Artificial intelligence and machine learning tools aren’t just for big hot wars, but also for places where the battle lines aren’t clear.
About 15 years ago, the U.S. military’s elite counterinsurgency operators realized that the key to scaling up their operations was the ability to make sense of huge volumes of disparate data. From 2004 to 2009, Task Force 714 developed groundbreaking ways to sort and analyze information gathered on raids, which allowed them to exponentially increase the number of raids from about 20 a month to 300, SOCOM Commander Gen. Richard Clarke said Monday on a Hudson Institute broadcast.
The lessons from Task Force 714, which Clarke discusses further in this August essay, are now shaping how special operations forces uses AI in difficult settings, leading to such things as the Project Maven program.
Military leaders are fond of talking about how AI will accelerate things like predictive maintenance, soldier health, and increase the pace of battlefield operations. “We’re now seeing AI make some inroads into the command-and-control processes and it’s because of the same problem SOCOM had…an urgent need to make faster more effective decisions,” said Bryan Clark, a senior fellow and director of Hudson’s Center for Defense Concepts and Technology. “They’re finding in their wargaming that that’s the only way U.S. forces can win.”
And while service leaders have made a big show recently of how AI will accelerate operations in a high-end, World War III-style conflict, AI is more likely to see use sooner in far less intense situations, Clark said. AI might be particularly effective when the conflict falls short of war, when the combatants aren’t wearing identifiable uniforms. Such tools could use personal data — the kind collected by websites and used by to sell ads targeted to ever-more specific consumer groups — to tell commanders more about their human adversary and his or her intentions.

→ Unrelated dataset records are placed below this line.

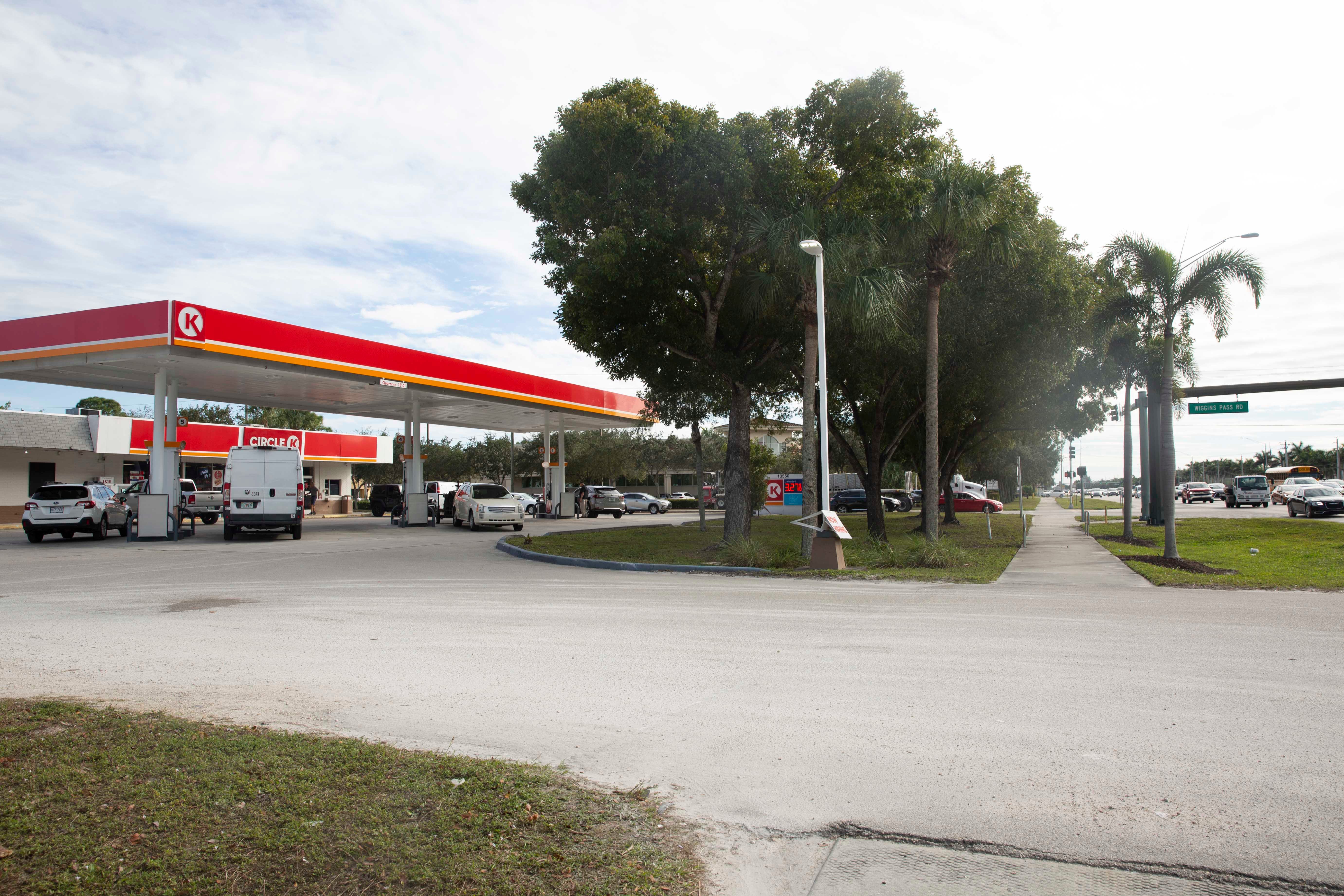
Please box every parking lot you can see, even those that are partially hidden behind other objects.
[0,502,1344,893]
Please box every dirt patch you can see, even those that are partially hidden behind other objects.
[1117,553,1236,575]
[1093,535,1157,548]
[163,598,257,613]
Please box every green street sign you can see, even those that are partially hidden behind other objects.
[1190,402,1250,414]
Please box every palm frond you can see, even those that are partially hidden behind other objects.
[1177,250,1265,338]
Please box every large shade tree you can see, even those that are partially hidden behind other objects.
[512,81,805,537]
[1105,235,1265,559]
[902,154,1020,540]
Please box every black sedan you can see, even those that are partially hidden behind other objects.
[1288,488,1344,517]
[831,489,900,513]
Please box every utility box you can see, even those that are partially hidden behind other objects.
[402,492,429,525]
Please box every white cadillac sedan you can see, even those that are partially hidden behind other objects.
[453,482,523,532]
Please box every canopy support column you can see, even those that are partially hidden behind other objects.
[149,367,168,494]
[555,415,564,515]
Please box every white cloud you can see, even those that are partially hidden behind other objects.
[0,0,1344,470]
[359,302,481,333]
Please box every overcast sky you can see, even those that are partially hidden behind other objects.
[0,0,1344,474]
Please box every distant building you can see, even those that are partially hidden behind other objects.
[714,416,802,454]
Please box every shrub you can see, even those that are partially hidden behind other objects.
[854,539,914,570]
[769,544,812,570]
[719,537,770,568]
[906,539,970,570]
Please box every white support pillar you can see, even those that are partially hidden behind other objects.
[555,415,564,513]
[542,414,554,510]
[402,412,411,492]
[164,376,177,442]
[164,376,187,486]
[149,368,171,494]
[410,398,425,492]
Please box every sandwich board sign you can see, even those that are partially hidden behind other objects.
[821,510,854,539]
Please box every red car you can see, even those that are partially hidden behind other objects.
[938,492,1004,513]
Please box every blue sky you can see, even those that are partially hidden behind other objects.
[0,0,1344,474]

Take the South China Sea, where China deploys naval, coast guard, and maritime militia vessels that blend in with fishing boats. “So you have to watch the pattern of life and get an understanding of what is their job on any particular day because if a fight were to break out, one, you might not have enough weapons to be able to engage all the potential targets so you need to know the right ones to hit at the right time,” he said. But what if the conflict is less World War III than a murkier gray-zone altercation? What is the best way to defuse that with the lowest level of escalation? “The best way to do that is to identify the players that are the most impactful in this confrontation and... disable them somehow,” he said. “I need enough information to support that decision and develop the tactics for it. So I need to know: what’s the person on that boat? What port did they come out of? Where do they live? Where are their families? What is the nature of their operation day to day? Those are all pieces of information a commander can use to get that guy to stop doing whatever that guy is doing and do it in a way that’s proportional as opposed to hitting them with a cruise missile.”
You might think that grey zone warfare is a relic of the wars of the last ten years, not the modern, more technological competition between the United States, China, and Russia. But as the expansive footprint of Russia and China around the globe shows, confusing, low-intensity conflict, possibly through proxies or mercenary forces, should be an expected part of U.S., Chinese and Russian tension.